Episode 118
Recruiting through a crisis: Balancing work and the war in Ukraine | with Anna Stetsenko and Darja Gornitska
How do you keep a recruitment business running during a war? Anna and Dasha from Indigo Tech Recruiters share lessons on team resilience, transparent leadership, and staying profitable while supporting displaced talent across the globe.
Episode Key Takeaways
Transparency and shared uncertainty build trust faster than false confidence. When leaders admit they don’t have all the answers and invite the team into problem-solving, people step up—not out. This proved critical in the first weeks of the war when Indigo’s priority shifted from business continuity to ensuring every team member was safe, then gradually pivoting back to delivery.
Remote-first infrastructure isn’t a perk; it’s a survival mechanism. Having operated fully remote since 2008, Indigo was already equipped to function across geographies and time zones when the war forced dispersal. Today, 70% of placements are outside Ukraine, and the team delivers across US, UK, Switzerland, and LatAm—proving that crisis-tested remote practices scale.
Caring for people and delivering results aren’t trade-offs; they’re the same decision. The business reduced headcount in September but maintained service quality by rotating coverage, supporting candidates emotionally during interviews, and treating client relationships as partnerships rather than transactions. This approach retained both talent and customer trust.
Second navigation—using values and beliefs as a compass when the landscape disappears—replaces reactive crisis management. Anna’s metaphor of ancient Greek navigation (coastline vs. stars) captures how Indigo’s core values—care, deliver, improve—became the decision-making framework when external conditions became unpredictable.
Diverse hiring and education unlock resilience in the workforce. Training 50+ people aged 55+ in sourcing, then hiring one into the team, broke age bias and brought fresh perspective. This practice of investing in underrepresented talent pools strengthened the business’s ability to adapt and scale during crisis.
Frequently
Asked
Questions
How do you keep a recruitment business running during a war?

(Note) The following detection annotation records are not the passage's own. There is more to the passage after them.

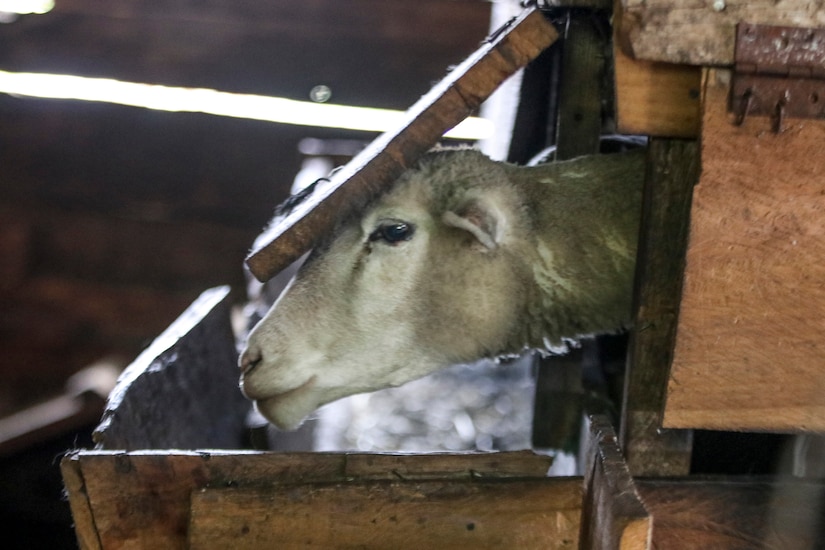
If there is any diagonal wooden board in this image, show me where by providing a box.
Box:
[241,8,558,281]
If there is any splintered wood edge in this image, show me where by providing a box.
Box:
[60,452,102,550]
[583,416,652,550]
[241,8,558,282]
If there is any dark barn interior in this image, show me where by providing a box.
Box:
[0,0,490,548]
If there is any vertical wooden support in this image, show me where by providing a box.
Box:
[621,139,699,476]
[556,11,609,160]
[580,416,651,550]
[533,8,609,451]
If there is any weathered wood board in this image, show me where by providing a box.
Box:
[620,0,825,65]
[61,451,556,550]
[613,0,702,138]
[581,415,651,550]
[664,70,825,431]
[620,138,699,476]
[189,478,581,550]
[241,8,558,281]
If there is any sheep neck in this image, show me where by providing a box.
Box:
[508,152,644,351]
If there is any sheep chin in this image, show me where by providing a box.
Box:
[255,376,322,431]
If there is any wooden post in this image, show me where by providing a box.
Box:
[621,139,699,476]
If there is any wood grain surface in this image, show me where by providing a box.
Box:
[621,0,825,65]
[664,70,825,431]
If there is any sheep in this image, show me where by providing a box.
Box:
[239,148,644,429]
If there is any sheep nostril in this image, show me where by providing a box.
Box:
[238,350,263,374]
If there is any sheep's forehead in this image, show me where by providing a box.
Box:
[381,150,500,209]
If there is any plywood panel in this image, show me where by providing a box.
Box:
[664,70,825,430]
[621,0,825,65]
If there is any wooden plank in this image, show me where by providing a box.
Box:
[60,455,102,550]
[94,287,250,450]
[62,450,560,549]
[620,139,699,476]
[189,478,581,549]
[621,0,825,65]
[241,8,557,281]
[556,14,609,160]
[636,478,825,550]
[527,12,607,452]
[664,70,825,431]
[580,415,651,550]
[613,0,702,138]
[345,451,553,480]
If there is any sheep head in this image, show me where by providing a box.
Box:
[240,150,531,429]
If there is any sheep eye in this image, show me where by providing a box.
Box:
[369,222,415,244]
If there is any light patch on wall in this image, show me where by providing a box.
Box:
[0,0,54,15]
[0,71,493,140]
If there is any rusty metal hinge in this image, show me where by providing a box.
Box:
[730,23,825,132]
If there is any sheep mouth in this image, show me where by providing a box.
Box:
[250,375,318,430]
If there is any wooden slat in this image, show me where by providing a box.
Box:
[60,455,102,550]
[664,70,825,431]
[61,451,560,549]
[613,0,702,138]
[241,8,557,281]
[189,478,581,549]
[621,0,825,65]
[581,416,651,550]
[94,287,250,450]
[621,139,699,476]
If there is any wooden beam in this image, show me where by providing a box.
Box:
[61,450,564,549]
[664,70,825,431]
[189,478,581,549]
[241,8,557,281]
[613,0,702,138]
[580,416,651,550]
[621,0,825,65]
[0,0,490,103]
[621,139,699,476]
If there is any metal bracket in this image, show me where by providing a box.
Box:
[730,23,825,133]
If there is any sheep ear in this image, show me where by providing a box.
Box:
[442,201,499,250]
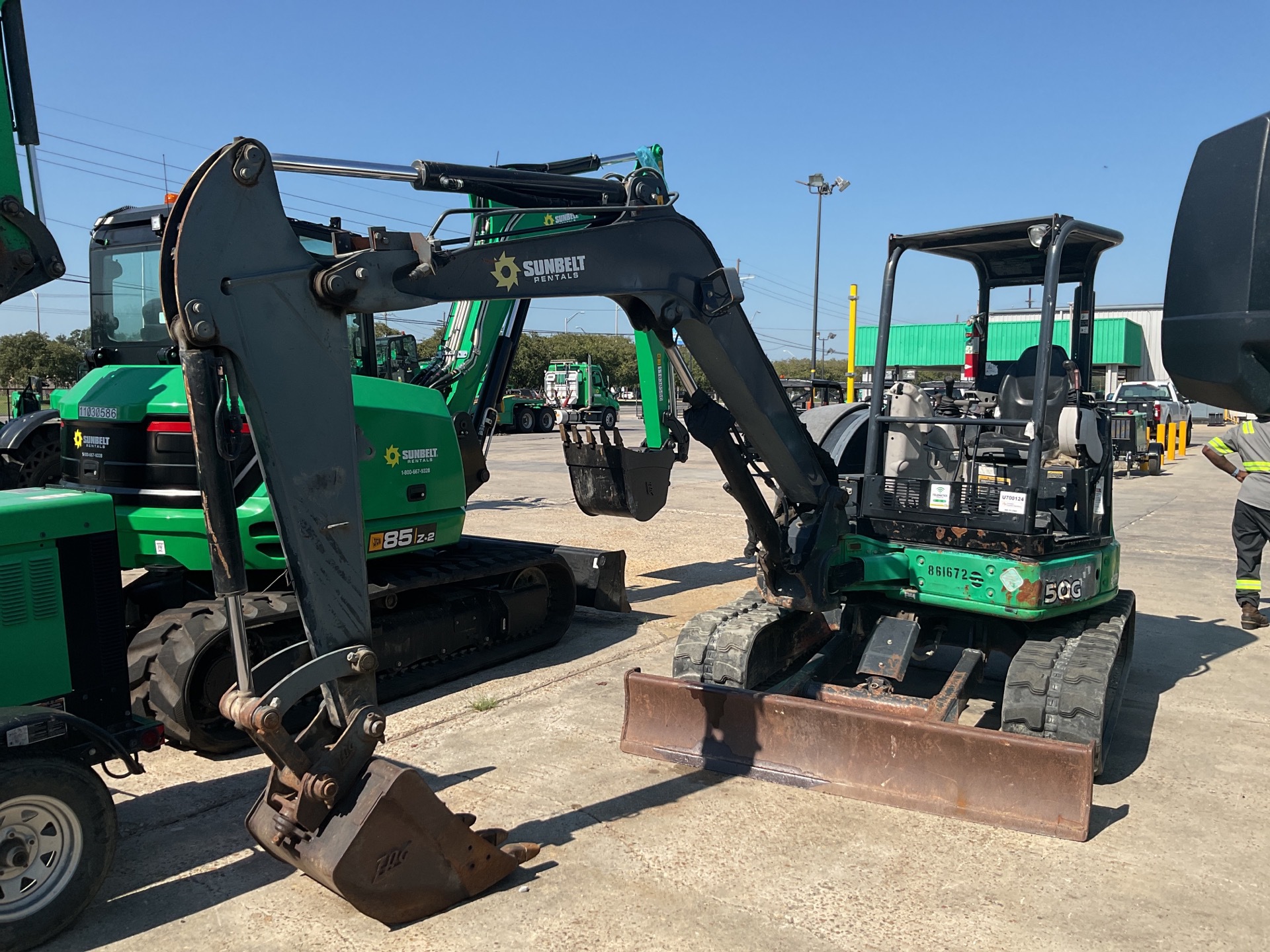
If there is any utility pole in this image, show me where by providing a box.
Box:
[847,284,856,404]
[797,173,851,377]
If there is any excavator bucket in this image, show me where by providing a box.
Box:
[246,758,538,926]
[560,424,675,522]
[621,669,1093,840]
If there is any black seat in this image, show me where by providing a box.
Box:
[979,344,1070,459]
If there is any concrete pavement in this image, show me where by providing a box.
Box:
[48,428,1270,952]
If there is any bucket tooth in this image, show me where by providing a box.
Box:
[474,826,507,847]
[246,758,538,926]
[503,843,542,865]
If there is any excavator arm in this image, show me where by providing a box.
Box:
[0,0,66,301]
[160,139,846,922]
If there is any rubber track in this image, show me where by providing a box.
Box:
[128,542,573,753]
[671,589,767,682]
[1001,592,1134,775]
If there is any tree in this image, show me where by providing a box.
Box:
[56,327,93,350]
[0,330,84,386]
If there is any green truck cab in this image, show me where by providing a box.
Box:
[497,387,556,433]
[542,359,618,430]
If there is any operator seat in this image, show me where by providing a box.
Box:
[978,344,1071,459]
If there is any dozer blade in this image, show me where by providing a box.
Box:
[560,424,675,522]
[246,758,538,926]
[621,669,1093,840]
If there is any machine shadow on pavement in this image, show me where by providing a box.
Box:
[1099,610,1259,785]
[376,608,667,721]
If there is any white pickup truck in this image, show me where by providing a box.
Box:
[1107,379,1193,446]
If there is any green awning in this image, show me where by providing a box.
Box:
[856,317,1144,367]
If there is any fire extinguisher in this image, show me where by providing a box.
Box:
[961,315,987,383]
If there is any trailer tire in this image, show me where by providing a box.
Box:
[9,425,62,489]
[0,756,119,952]
[512,404,536,433]
[1001,590,1136,777]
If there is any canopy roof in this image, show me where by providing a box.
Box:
[890,214,1124,288]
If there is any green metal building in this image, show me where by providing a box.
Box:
[856,309,1152,389]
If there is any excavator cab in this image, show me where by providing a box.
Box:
[861,214,1122,556]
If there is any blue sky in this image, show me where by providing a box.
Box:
[0,0,1270,357]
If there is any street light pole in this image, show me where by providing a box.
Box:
[798,173,851,378]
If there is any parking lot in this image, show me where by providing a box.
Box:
[48,421,1270,952]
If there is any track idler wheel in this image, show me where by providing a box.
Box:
[1001,590,1136,777]
[246,758,538,926]
[672,589,833,688]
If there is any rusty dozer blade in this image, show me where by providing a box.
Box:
[560,422,675,522]
[246,758,538,926]
[621,669,1093,840]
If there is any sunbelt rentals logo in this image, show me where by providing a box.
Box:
[71,430,110,450]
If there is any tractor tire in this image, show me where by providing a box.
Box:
[128,594,296,754]
[9,426,62,489]
[1001,590,1136,777]
[0,756,119,952]
[512,405,537,433]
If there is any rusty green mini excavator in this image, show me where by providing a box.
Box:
[160,117,1270,923]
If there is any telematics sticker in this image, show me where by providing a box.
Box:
[927,483,952,509]
[1001,569,1024,592]
[997,493,1027,516]
[80,404,119,420]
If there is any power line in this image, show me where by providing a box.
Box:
[37,103,212,152]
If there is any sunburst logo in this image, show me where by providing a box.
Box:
[490,251,521,291]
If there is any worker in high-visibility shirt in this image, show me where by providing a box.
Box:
[1204,416,1270,628]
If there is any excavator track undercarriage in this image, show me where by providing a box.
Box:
[128,538,581,754]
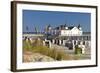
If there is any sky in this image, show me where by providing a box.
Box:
[23,10,91,32]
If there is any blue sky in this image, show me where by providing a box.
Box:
[23,10,91,32]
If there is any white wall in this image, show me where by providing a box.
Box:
[0,0,100,73]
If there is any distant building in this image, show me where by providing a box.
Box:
[50,25,83,36]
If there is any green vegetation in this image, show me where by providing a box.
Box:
[23,39,70,61]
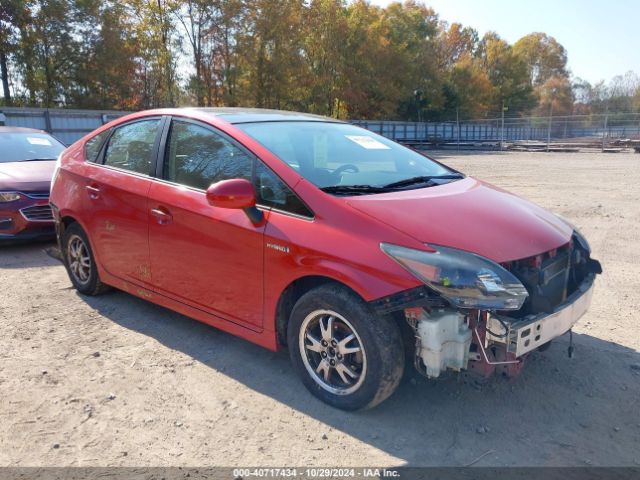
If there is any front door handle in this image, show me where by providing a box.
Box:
[84,184,100,200]
[151,207,173,225]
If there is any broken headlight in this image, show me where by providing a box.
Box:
[0,192,20,203]
[380,243,529,310]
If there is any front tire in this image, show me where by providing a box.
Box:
[287,284,404,410]
[62,223,109,295]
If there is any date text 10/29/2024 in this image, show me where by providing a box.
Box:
[233,468,400,479]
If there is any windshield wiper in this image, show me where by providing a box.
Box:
[320,185,396,195]
[382,173,464,188]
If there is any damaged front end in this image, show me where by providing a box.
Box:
[373,231,602,378]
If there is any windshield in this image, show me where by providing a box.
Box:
[235,122,461,194]
[0,132,65,163]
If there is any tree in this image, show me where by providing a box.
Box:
[478,32,536,114]
[513,32,569,87]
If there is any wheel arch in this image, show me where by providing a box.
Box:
[275,275,365,346]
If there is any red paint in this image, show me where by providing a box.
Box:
[207,178,256,208]
[51,109,571,349]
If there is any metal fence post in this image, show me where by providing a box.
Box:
[602,110,609,152]
[44,108,53,133]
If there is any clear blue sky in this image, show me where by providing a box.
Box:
[370,0,640,83]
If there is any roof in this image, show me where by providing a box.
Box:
[186,107,339,123]
[0,126,47,133]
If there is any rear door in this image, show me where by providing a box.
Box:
[148,119,264,328]
[85,117,164,286]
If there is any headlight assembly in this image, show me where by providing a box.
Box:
[0,192,20,203]
[380,243,529,310]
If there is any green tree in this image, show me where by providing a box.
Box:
[478,32,536,115]
[513,32,569,87]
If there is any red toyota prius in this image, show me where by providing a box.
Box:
[51,108,601,410]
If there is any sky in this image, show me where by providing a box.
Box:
[370,0,640,84]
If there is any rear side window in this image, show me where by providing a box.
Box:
[164,120,253,190]
[255,161,313,217]
[84,130,111,162]
[104,119,160,175]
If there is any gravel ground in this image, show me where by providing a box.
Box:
[0,152,640,466]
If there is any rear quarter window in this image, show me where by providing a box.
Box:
[84,130,111,162]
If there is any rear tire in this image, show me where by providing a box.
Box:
[61,223,109,295]
[287,284,404,410]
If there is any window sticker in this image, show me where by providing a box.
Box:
[27,137,51,147]
[345,135,391,150]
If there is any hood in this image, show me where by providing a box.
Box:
[0,160,56,192]
[347,177,573,263]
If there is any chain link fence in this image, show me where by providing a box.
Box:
[0,107,640,151]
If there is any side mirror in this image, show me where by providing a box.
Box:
[207,178,264,225]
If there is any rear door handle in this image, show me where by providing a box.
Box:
[84,185,100,200]
[151,207,173,225]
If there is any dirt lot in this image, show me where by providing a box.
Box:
[0,153,640,466]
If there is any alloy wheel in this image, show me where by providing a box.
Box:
[299,310,367,395]
[67,235,91,285]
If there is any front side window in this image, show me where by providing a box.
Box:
[235,121,462,193]
[163,120,253,190]
[104,119,160,175]
[255,162,313,217]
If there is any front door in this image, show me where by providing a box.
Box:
[148,120,264,327]
[85,118,161,284]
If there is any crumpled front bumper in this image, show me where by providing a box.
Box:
[487,273,596,357]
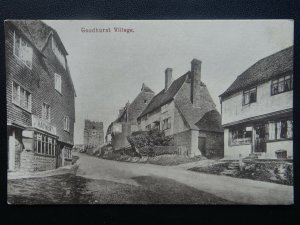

Prioritize team safety first—establish clear communication channels, check in constantly, and create contingency plans before crisis hits. Once immediate safety is secured (typically 2–3 weeks), shift focus to supporting emotional stability through yoga, psychology sessions, and peer support. Then gradually resume business operations with rotating coverage and flexible scheduling to account for power outages and displacement.
Should companies work with Ukrainian recruitment agencies during the war?
Yes. Ukrainian tech talent remains world-class, and remote-first operations mean service delivery is unaffected. Balancing risk by splitting work between Ukraine-based and diaspora teams mitigates exposure. More importantly, working with Ukrainian firms now is corporate social responsibility—when the war ends, early partners will have built loyalty and competitive advantage in a recovering market.
How do you lead a team through uncertainty when you don't have answers?
Be honest about what you don’t know and invite the team into the problem. Share challenges openly, discuss options together, and make decisions collaboratively. When people understand the full picture and feel heard, they support tough calls—including layoffs—because they trust the reasoning. Transparency builds resilience faster than false certainty.
What role does remote work play in crisis resilience?
Remote infrastructure allows teams to function across geographies, time zones, and disruptions. Indigo operated fully remote since 2008, so the war didn’t force a painful transition. Today the team delivers globally despite power outages and displacement because processes, tools, and culture were already built for distributed work.
How does diverse hiring strengthen a business during crisis?
Diverse teams bring multiple perspectives to problem-solving, which is critical when conditions change rapidly. Indigo’s program training 50+ people in sourcing broke age bias and brought fresh thinking. Hiring one into the team proved that investing in underrepresented talent pools strengthens adaptability and resilience when crisis hits.